The petitions against the repeal of the NAB Ordinance were separately filed by Dr Farooq Sattar of the Muttahida Qaumi Movement-Pakistan and Nusrat Sehar Abbasi of the Pakistan Muslim League-Functional.
A two-judge bench of the high court also issued notices to the federal and provincial law officers and put off the hearing to Aug 16.
The provincial assembly had on July 3 passed the National Accountability Ordinance 1999 Sindh Repeal Bill, 2017 that repealed the applicability of the NAB Ordinance to departments and autonomous bodies controlled by the provincial government. It had also approved the establishment of a provincial accountability agency that would replace the decades-old Anti-Corruption Establishment.
According to the petitioners, the National Accountability Ordinance 1999 Sindh Repeal Act, 2017 is an attempt by the PPP to protect its corruption and is against the basic scheme of the Constitution.
Sindh Governor Mohammad Zubair had refused to sign the bill and sent it back with objections after it was first approved by the provincial assembly on July 3.
Later on July 27, the provincial assembly passed a new draft bill after the Sindh cabinet discussed the observations of the governor.
However, the governor did not give his assent the second time either.
Under the new law, the Sindh government would establish accountability courts in the province and such courts would be headed by a district and sessions judge (DJ), or a person qualified to be appointed as DJ.
There would also be an accountability commission comprising chairman of the agency, advocate general of the province, prosecutor general, director general and director-investigation of the agency.
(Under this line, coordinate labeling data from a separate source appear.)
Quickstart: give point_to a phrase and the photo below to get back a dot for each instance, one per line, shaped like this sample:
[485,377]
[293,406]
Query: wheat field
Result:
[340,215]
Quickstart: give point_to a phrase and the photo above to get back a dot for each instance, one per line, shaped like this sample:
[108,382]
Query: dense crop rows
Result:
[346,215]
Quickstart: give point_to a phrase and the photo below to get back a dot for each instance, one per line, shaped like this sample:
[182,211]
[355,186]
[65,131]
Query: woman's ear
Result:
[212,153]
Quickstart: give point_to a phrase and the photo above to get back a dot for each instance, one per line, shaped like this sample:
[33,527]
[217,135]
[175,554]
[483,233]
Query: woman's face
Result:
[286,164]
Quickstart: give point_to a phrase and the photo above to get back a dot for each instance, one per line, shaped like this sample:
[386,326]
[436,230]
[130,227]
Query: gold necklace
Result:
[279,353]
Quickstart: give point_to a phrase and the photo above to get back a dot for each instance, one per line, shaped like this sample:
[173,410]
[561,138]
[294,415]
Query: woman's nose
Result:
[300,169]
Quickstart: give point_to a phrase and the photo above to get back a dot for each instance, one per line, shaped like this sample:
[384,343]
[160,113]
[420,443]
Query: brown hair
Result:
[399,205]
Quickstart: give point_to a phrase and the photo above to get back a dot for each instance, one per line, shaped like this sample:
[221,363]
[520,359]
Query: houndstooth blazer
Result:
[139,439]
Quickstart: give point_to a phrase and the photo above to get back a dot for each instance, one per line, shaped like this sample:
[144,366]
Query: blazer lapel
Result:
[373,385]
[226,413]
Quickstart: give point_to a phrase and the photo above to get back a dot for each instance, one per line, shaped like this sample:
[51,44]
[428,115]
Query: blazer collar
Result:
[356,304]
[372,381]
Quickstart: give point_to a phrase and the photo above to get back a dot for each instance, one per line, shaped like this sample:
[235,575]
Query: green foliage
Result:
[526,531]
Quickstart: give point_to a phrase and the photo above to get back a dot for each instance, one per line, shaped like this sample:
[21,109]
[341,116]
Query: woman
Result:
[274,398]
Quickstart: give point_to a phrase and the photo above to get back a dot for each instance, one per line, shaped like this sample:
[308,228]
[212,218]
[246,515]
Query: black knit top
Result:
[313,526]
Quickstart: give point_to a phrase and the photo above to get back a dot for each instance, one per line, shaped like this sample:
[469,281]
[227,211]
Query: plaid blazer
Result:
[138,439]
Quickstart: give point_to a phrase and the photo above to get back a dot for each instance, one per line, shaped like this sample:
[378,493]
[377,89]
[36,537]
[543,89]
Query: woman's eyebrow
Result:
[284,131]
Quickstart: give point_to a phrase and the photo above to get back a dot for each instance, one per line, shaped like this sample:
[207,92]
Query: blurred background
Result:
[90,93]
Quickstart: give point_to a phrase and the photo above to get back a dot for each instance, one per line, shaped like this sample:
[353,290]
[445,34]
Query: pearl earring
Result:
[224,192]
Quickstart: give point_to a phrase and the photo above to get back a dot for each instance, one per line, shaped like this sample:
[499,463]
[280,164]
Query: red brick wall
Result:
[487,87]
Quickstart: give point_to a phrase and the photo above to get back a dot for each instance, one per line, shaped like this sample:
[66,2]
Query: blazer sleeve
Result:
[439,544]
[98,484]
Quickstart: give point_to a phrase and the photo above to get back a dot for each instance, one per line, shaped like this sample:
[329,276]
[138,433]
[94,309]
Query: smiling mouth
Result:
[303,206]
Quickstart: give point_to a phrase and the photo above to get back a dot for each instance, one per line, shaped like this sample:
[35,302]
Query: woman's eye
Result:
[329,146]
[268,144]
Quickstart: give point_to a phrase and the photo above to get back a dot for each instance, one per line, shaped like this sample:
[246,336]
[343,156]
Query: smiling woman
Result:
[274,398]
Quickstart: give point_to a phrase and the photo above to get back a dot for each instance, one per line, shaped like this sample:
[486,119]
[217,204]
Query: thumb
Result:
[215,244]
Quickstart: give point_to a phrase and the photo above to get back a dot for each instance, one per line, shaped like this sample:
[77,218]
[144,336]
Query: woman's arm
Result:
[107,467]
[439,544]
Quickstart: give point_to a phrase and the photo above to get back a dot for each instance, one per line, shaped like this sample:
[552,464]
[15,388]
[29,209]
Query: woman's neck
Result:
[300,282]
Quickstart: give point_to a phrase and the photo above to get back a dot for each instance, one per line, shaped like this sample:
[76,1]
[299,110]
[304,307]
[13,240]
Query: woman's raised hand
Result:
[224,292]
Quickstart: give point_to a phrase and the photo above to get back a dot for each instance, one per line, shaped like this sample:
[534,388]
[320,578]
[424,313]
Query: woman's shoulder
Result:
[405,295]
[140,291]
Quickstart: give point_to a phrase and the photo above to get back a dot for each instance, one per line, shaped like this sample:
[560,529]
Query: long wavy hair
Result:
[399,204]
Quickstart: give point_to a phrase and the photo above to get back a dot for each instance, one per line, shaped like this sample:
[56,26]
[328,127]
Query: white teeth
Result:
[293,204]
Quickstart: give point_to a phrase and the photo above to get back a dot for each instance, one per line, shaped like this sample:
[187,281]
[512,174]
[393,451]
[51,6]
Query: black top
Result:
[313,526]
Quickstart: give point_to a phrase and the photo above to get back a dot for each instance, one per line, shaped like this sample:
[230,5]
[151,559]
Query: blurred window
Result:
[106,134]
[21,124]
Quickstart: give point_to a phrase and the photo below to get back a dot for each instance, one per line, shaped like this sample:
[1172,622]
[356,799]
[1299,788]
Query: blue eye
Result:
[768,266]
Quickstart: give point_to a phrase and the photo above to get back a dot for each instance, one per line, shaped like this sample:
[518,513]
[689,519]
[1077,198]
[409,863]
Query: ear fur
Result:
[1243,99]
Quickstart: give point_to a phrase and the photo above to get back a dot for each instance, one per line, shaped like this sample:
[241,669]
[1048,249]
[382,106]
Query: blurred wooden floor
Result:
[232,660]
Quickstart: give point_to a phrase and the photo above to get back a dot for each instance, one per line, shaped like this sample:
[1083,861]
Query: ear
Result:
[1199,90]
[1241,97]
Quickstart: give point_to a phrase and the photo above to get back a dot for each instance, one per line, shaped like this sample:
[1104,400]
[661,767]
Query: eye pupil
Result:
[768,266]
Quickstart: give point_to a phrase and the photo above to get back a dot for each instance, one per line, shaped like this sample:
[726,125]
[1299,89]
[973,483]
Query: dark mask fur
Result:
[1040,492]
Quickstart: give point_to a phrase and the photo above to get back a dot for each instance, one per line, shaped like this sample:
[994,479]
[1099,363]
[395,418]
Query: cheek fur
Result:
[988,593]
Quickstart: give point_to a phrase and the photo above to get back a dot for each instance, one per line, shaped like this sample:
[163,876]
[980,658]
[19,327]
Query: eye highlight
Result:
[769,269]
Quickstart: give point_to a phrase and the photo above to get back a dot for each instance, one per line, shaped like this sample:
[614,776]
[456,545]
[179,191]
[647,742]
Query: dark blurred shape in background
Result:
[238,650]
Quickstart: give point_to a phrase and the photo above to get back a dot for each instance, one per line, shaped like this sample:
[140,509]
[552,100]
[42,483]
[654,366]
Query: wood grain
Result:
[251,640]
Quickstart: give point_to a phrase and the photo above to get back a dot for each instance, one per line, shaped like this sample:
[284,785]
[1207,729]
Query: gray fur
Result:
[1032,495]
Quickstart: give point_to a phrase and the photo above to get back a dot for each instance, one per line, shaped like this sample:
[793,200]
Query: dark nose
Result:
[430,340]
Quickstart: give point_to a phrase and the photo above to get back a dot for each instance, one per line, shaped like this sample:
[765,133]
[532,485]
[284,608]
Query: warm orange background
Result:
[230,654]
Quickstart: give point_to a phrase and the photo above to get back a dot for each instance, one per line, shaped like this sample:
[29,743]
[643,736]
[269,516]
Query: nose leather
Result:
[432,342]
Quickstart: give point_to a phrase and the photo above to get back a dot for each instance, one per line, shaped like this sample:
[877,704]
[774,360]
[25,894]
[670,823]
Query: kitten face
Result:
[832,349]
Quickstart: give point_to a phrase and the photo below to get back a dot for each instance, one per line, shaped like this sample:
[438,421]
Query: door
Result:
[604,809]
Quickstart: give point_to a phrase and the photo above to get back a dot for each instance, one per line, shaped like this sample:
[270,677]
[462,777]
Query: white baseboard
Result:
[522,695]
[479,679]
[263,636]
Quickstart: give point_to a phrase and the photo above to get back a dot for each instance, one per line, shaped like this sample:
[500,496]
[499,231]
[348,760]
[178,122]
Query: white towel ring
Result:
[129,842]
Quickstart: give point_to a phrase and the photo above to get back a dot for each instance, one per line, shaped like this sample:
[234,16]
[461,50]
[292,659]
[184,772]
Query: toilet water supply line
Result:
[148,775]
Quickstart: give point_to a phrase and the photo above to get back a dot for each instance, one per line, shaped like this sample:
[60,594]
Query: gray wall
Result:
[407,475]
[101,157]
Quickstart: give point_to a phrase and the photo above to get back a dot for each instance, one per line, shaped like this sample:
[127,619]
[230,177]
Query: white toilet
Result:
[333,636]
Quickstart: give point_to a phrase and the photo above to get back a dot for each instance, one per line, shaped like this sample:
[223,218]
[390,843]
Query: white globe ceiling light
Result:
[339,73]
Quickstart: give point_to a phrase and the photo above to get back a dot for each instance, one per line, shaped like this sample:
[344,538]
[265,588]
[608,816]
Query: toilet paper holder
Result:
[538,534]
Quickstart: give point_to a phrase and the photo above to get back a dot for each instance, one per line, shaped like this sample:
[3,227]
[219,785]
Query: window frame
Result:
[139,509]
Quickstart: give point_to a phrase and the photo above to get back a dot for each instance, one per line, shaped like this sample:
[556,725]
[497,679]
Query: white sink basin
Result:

The commission would review the progress of cases of corruption and recommend to the government steps for the eradication of corruption in Sindh.
Meanwhile, in a letter to respective provincial departments, commissioners and deputy commissioners on Friday the Sindh government stated that with the revocation of the NAO, all corruption cases, inquiries and complaints would now be probed by the provincial anti-corruption establishment.
The letter reiterated that with the new law in effect, NAB would have no role in the province, as it was now mandated to only probe and hear cases related to federal institutions.